Misschien zit er wel een echt hardware defect
in.’
‘Is wel aardig van je, Marlies.’ Vincent stond
op en schuifelde peinzend door het vertrek.
‘Maar, dat is niet nodig. Ik denk niet dat er
iets fout is met die pc. Nee, er is iets anders
aan de hand.’
‘Iets anders? Een virus, misschien?’
‘Neenee. Het lijkt wel of die vastlopers…
speciaal voor mij bedoeld waren.’
‘Huh? Je bedoelt dat iemand jou via het net
bewust zit te treiteren? Te terroriseren? Dat
moeten we makkelijk kunnen opsporen, lijkt me.
Zal ik…’
‘Nee, meid, ik denk niet dat dat nodig is. Nee,
het lijkt wel of iemand mij iets wil zeggen, of
iemand mij ergens bij wil betrekken.’
‘Wel een vreemde manier, dan.’
Vincent pakte een hand van Marlies vast.
‘Marlies, wist je dat een heleboel organismen op
een bepaalde manier aan kunnen voelen, dat hun
dood, hun einde nabij is? Een soort zesde
zintuig? Een onderontwikkelde voelspriet in een
andere dimensie?’
Een ander verschil tussen Vincent en Marlies.

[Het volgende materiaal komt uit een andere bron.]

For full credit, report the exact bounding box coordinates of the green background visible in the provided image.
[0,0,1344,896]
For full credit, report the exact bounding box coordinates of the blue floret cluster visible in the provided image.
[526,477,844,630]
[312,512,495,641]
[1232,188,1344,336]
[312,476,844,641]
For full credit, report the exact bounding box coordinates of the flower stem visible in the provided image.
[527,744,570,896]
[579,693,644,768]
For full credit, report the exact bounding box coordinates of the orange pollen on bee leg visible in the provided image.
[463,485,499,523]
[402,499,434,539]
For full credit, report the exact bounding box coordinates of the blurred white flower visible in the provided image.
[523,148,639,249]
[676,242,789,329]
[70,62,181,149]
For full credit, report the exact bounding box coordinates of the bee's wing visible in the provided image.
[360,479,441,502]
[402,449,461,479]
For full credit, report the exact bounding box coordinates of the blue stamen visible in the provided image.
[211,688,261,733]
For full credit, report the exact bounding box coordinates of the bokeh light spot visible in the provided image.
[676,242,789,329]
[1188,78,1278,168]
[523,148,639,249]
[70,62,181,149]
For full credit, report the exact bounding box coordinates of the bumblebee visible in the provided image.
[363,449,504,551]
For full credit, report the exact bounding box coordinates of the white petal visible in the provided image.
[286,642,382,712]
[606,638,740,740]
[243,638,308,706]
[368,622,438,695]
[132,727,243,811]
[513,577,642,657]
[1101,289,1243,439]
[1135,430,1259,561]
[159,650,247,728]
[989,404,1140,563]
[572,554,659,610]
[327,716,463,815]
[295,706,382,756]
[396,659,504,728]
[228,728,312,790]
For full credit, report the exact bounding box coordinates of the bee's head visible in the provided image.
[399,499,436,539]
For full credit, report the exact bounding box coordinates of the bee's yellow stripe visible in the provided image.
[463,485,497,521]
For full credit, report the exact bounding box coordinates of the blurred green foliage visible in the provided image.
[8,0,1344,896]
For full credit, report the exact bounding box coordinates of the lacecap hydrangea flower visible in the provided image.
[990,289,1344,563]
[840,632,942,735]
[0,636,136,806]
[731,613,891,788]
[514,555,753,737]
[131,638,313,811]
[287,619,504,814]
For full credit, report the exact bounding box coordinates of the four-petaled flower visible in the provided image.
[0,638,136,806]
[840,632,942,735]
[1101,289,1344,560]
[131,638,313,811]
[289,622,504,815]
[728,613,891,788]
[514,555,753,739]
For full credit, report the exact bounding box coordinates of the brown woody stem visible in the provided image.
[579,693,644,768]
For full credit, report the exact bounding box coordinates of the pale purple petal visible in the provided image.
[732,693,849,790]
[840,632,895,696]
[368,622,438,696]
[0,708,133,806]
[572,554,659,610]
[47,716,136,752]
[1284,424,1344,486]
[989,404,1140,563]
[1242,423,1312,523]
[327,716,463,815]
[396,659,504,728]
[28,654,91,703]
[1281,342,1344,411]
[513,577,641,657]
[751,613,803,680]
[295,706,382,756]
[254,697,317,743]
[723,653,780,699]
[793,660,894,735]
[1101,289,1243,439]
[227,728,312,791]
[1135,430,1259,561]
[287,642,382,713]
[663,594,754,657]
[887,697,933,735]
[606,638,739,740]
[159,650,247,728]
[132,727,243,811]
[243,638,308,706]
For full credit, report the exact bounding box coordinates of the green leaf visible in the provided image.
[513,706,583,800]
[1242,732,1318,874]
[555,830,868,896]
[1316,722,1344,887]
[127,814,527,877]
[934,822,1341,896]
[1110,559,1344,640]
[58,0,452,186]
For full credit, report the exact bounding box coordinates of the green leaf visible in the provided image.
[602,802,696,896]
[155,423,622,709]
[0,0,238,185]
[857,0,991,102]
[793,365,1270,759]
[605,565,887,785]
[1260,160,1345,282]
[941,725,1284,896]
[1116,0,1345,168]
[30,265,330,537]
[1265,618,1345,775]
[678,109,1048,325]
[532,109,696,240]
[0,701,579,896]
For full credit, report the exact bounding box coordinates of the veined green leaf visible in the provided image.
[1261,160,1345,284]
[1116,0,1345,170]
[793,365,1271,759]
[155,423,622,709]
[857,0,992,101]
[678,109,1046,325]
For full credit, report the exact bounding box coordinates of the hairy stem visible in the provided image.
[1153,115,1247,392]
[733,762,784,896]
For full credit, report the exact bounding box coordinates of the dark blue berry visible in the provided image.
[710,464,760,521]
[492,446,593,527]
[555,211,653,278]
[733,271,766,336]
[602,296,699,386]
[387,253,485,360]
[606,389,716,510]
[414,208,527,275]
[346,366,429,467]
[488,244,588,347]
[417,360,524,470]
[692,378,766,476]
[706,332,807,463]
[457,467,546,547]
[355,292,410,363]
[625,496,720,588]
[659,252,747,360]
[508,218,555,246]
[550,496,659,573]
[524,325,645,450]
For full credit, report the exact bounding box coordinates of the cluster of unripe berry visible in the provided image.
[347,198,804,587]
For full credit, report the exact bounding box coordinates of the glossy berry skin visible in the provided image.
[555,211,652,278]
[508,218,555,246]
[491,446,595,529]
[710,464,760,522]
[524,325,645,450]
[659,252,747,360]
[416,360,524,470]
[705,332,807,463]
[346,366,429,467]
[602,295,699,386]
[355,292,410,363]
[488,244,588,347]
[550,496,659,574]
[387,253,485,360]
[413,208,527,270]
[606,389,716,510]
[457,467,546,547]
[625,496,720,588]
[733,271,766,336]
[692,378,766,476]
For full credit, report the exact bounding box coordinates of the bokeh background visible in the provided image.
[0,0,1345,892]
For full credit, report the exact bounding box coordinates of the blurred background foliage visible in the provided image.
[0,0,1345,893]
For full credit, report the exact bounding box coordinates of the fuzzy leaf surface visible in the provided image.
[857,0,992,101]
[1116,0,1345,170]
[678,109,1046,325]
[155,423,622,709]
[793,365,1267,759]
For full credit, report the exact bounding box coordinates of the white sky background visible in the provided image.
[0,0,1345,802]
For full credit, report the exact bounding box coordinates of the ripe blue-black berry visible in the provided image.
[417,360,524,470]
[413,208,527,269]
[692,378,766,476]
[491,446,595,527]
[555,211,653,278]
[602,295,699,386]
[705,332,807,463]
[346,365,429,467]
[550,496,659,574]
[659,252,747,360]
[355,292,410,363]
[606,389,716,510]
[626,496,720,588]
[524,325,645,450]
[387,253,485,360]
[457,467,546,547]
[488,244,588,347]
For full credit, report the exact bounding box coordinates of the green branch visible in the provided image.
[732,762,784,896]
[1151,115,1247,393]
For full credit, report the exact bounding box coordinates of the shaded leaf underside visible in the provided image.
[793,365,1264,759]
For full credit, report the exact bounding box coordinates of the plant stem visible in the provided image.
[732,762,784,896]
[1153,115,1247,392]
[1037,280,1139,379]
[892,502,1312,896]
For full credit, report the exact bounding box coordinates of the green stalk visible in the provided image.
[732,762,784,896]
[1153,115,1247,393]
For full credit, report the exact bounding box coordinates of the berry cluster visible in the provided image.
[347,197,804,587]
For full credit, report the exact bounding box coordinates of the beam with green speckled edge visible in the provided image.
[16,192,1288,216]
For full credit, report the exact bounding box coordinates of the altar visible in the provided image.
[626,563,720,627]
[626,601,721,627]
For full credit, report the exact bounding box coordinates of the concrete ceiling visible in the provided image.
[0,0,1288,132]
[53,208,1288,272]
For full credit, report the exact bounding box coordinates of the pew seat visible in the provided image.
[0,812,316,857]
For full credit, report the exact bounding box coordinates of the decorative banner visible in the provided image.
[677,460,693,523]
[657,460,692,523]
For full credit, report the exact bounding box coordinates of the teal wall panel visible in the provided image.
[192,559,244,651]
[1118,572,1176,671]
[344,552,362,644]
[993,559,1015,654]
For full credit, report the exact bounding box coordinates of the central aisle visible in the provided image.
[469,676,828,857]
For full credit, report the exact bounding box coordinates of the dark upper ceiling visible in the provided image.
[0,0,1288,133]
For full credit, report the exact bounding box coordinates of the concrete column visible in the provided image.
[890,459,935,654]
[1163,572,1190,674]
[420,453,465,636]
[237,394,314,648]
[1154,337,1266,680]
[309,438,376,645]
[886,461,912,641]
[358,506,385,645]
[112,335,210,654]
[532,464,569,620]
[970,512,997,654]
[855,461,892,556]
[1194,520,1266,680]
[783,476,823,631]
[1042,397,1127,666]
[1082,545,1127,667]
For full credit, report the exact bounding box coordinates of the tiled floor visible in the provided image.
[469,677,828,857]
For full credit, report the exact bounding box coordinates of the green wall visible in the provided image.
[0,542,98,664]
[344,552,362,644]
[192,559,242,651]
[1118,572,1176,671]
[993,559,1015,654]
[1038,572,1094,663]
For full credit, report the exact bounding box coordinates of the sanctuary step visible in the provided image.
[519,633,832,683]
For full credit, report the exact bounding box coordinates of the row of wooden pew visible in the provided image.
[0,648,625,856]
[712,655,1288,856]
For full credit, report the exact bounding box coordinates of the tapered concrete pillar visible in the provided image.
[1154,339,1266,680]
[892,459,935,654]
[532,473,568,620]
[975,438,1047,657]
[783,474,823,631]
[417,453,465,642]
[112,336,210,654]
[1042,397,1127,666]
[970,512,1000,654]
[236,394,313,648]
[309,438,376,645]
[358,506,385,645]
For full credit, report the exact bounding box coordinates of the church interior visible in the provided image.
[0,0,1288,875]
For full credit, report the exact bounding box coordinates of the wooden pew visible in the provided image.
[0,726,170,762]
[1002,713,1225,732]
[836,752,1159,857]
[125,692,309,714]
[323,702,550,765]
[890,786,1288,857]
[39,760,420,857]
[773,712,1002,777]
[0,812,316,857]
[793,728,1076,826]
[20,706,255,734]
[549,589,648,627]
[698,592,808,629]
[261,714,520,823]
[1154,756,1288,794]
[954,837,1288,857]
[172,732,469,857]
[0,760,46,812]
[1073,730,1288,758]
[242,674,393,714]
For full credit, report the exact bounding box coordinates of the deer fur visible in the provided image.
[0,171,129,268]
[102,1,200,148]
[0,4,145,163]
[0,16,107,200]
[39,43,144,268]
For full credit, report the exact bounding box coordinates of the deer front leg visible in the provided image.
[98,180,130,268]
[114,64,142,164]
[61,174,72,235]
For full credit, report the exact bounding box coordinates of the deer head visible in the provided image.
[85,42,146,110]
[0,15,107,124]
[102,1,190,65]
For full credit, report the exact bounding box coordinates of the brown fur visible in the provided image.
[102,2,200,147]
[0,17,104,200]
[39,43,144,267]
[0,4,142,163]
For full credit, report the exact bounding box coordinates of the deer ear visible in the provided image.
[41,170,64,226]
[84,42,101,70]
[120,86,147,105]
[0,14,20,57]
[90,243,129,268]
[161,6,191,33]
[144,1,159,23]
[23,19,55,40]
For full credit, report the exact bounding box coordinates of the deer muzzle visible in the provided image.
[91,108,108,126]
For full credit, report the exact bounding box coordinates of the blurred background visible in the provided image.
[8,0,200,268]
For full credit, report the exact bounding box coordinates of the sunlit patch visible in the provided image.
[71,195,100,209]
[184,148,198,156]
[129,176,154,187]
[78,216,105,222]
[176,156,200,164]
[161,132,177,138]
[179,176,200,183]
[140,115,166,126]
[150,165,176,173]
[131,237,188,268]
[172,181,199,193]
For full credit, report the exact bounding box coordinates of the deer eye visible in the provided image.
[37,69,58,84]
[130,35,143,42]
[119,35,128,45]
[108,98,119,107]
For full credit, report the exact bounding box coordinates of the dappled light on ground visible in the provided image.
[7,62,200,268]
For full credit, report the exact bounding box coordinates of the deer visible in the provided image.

Vincent was nogal een zwever. Zijn fantasie was
groter dan zijn realiteitszin.
Marlies raakte enigszins bezorgd over zijn
laatste opmerking.
‘Nee, niet bij mezelf, Marlies. Niet bij
mezelf…’
Er viel een korte stilte.
‘He, Vince. Ik maakte me echt zorgen over je. En
terecht, zoals ik nu zie. Ik was zelfs een beetje
bang… voor ons. Ik bedoel, je hebt drie dagen
niks van je laten horen.’
Marlies sloeg even haar ogen neer en sprak
verder.
‘Als er iets is, dan kun je altijd bij me
terecht. Ik wil gewoon dat je dat weet, Vince.’
Vince legde zijn gezicht tegen het hare.
Enige tijd later schakelde Vincent zijn pc aan.
Zowel hij als Marlies zagen hoe vrijwel
onmiddellijk na het aanschakelen het scherm de
mysterieuze afbeelding vertoonde.
‘Er is iets met jouw pc, Vince…’
Op het moment dat Marlies deze woorden uitsprak,
realiseerde Vincent zich, als bij donderslag, een
merkwaardige toevalligheid. Onmiddellijk daarna
verbazing, dat hij dit niet eerder had bemerkt.